Şükür ki, bazı yaralar almasına rağmen ailevî değerlerimiz hâlâ eski canlılığını ve önemini koruyor. Günümüz insanı dört bir yanını kuşatmış tahripkâr akımlardan korunmak için mutluluğu yine ve ancak aile çatısı altında bulabiliyor. Zira fıtrat yalan söylemiyor.
Kaybolan değerlerimizi bulma adreslerinden biri de tarihtir. O halde biz de bir nostalji yapalım ve bakalım Osmanlı’da aile yapısı nasılmış, neler değişmiş, neler değişmeden günümüze kadar gelebilmiş?
Osmanlı ailesinin özünü besleyen, şekillendiren unsurların özünü anlamak için, Osmanlı toplumunun özelliklerini genel çerçevede incelemek gerekiyor.

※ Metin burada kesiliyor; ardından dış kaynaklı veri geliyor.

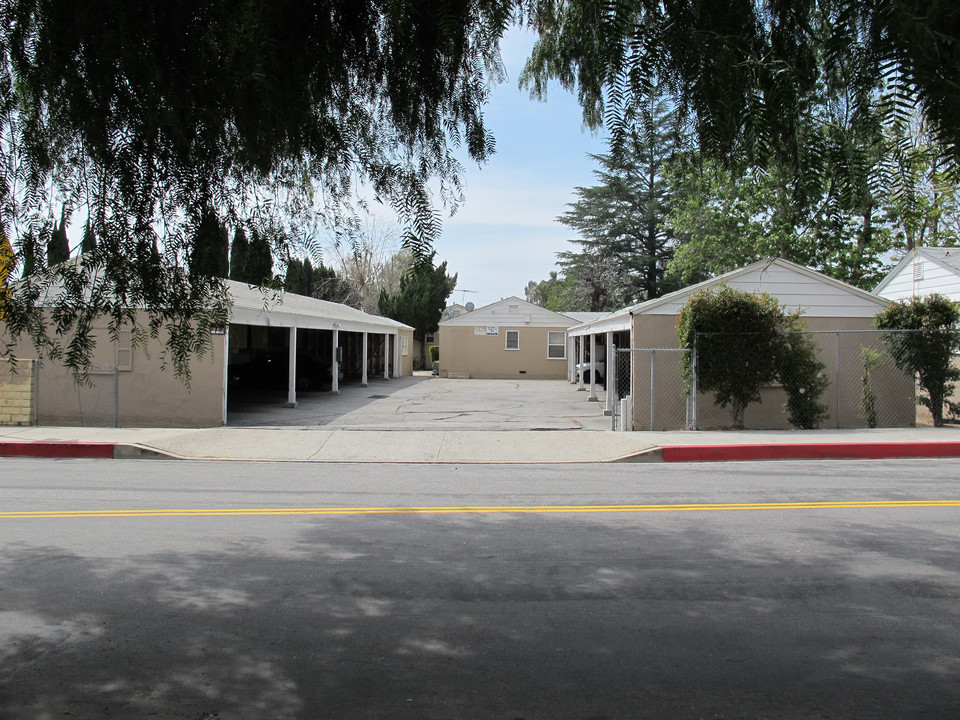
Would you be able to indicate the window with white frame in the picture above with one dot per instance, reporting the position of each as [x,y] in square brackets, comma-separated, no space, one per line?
[556,345]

Tarihçi-yazar Yılmaz Öztuna’dan şu anekdotu aktaralım: “Osmanlı Türk toplumu itaat temeline dayanıyordu. Bu itaat korku ve zorlama eseri değil, bir gelenek ve bir anlayış biçimi idi. İtaat, saygıyı beraberinde getiriyordu. Öyle ki, kendisinden 6 ay önce ustalık derecesine yükselmiş bir esnaf, 6 ay kıdemsiz ustadan saygı görürdü. Bu, silsile halinde aşağıdan yukarıya kadar devam eder ve piramidin başında padişah bulunurdu.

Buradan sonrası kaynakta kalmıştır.